The marchers were met by a counterprotest, organized by tea party activists, of several dozen taxpayers asking for deeper state budget cuts.
The union group was large enough to cut off traffic in downtown Annapolis. Chanting "keep the promise" and "enough is enough," they decried efforts by Gov. Martin O'Malley and legislators to change employee contributions to their retirement plans, a move that officials say would save the state an estimated $100 million next year.
The many teachers in the audience also spoke out against the governor's plans to continue funding K-12 schools at current levels. If the proposal is adopted by state lawmakers, Baltimore would receive $15 million less and Prince George's County $16 million less than they were slated to receive next year under the state's education funding formula.
One by one, state workers took the stage to tell their stories to an audience that organizers said reached about 15,000. Each focused on a different complaint.
Jeanette Taylor, a parole and probation worker, said she had "answered the call" and taken a pay cut a few years ago to become a state employee. In her mid-50s, she said some of the pension plans under consideration would force her to work until age 78.
She rallied the crowd: "Leave the pensions alone."
Retired prison maintenance employee Ernie Prince talked about health problems he and his wife have endured, including diabetes, two brain surgeries and breast cancer. He said he now pays $124 each month for prescription drugs, and under reforms being considered by the state, he would pay $409 per month — leaving little money, he said, for food and other expenses.
"I just don't have it," he said. "I kept my promise to the state of Maryland. Brothers and sisters — enough is enough!"
O'Malley, a Democrat who drew broad union support in his election campaigns, made an unexpected appearance at the conclusion of the rally. He told workers that he, too, is unhappy with the budget.
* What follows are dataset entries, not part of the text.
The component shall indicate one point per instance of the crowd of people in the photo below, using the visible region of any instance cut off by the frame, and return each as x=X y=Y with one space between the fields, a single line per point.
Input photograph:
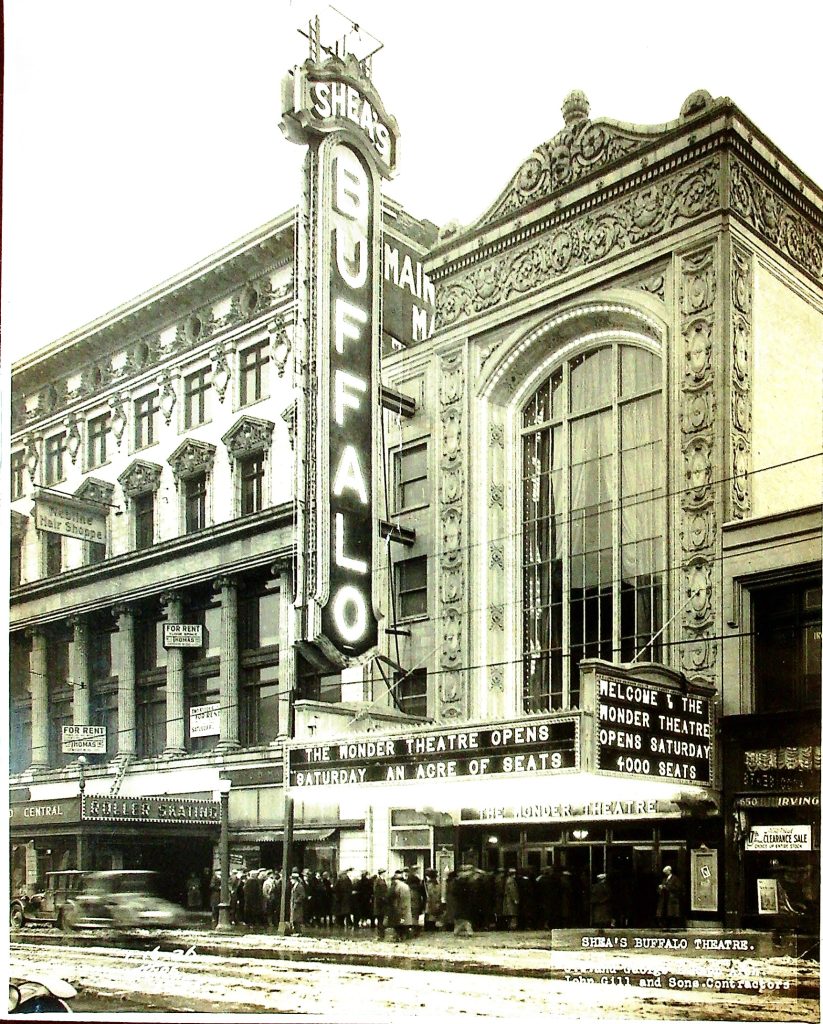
x=466 y=901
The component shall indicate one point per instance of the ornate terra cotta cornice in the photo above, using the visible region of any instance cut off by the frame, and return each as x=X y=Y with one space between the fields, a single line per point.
x=190 y=458
x=140 y=477
x=247 y=435
x=568 y=245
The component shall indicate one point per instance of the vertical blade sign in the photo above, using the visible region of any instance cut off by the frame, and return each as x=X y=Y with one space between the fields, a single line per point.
x=333 y=108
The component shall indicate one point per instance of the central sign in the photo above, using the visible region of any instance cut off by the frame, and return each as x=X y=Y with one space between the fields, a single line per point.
x=333 y=108
x=512 y=749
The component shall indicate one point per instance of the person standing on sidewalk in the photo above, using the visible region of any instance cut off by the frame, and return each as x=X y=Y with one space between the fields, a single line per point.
x=380 y=901
x=668 y=899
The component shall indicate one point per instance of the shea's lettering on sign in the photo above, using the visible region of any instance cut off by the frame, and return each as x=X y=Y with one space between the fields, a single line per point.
x=653 y=731
x=70 y=519
x=515 y=749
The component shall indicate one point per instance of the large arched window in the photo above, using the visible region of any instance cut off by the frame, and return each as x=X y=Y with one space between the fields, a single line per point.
x=594 y=545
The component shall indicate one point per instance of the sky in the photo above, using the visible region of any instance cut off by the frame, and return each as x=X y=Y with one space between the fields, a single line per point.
x=139 y=137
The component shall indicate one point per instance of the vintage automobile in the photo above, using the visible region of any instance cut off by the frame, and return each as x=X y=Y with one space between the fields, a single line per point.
x=121 y=899
x=45 y=906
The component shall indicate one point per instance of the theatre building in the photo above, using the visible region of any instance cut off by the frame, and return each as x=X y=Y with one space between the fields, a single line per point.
x=500 y=545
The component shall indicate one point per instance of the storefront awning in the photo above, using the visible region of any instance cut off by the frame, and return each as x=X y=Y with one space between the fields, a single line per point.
x=276 y=835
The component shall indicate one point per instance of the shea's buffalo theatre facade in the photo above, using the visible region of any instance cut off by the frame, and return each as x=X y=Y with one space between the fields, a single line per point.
x=500 y=545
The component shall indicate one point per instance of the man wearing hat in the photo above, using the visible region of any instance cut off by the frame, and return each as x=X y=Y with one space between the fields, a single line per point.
x=602 y=915
x=297 y=900
x=380 y=900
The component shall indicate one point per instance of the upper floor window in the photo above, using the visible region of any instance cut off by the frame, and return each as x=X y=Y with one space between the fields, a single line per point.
x=594 y=519
x=55 y=459
x=410 y=588
x=196 y=397
x=252 y=470
x=17 y=471
x=97 y=440
x=410 y=477
x=53 y=549
x=143 y=510
x=254 y=373
x=145 y=419
x=410 y=691
x=195 y=493
x=787 y=645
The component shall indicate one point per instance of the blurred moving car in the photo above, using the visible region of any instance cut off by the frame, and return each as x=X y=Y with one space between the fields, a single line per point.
x=47 y=905
x=122 y=899
x=36 y=994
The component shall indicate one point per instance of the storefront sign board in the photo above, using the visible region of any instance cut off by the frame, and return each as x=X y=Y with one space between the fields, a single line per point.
x=510 y=750
x=84 y=739
x=653 y=732
x=204 y=720
x=779 y=838
x=181 y=635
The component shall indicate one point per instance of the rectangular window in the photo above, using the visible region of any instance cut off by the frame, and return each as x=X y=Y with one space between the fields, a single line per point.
x=98 y=430
x=143 y=509
x=55 y=450
x=17 y=470
x=254 y=373
x=787 y=647
x=145 y=411
x=410 y=583
x=196 y=397
x=410 y=477
x=95 y=553
x=53 y=543
x=195 y=498
x=410 y=690
x=252 y=475
x=15 y=561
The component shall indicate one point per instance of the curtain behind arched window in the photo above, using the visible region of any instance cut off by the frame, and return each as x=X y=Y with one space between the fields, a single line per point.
x=594 y=550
Last month, O'Malley and the American Federation of State, County and Municipal Employees, the largest group of state workers, reached a deal on a three-year contract that allows for raises if state revenues increase. The deal also contains a $750 bonus this year, and for the first time in three years guarantees that workers will not be furloughed.
Union leaders acknowledged Monday that Maryland doesn't face the collective-bargaining struggles they're seeing in other states. Still, the rally was meant to "send a message that we're all standing together," Richard Trumka, president of the AFL-CIO, said in an interview.
He said union members want to tell elected officials that budget woes "shouldn't fall only on the backs of workers."
While the union members rallied, the tea party activists floated pink balloons and wore pig snouts as a way to call out budget fat.
Many hoisted signs supporting Wisconsin Gov. Scott Walker, who signed legislation last week to take collective-bargaining rights from employees in that state.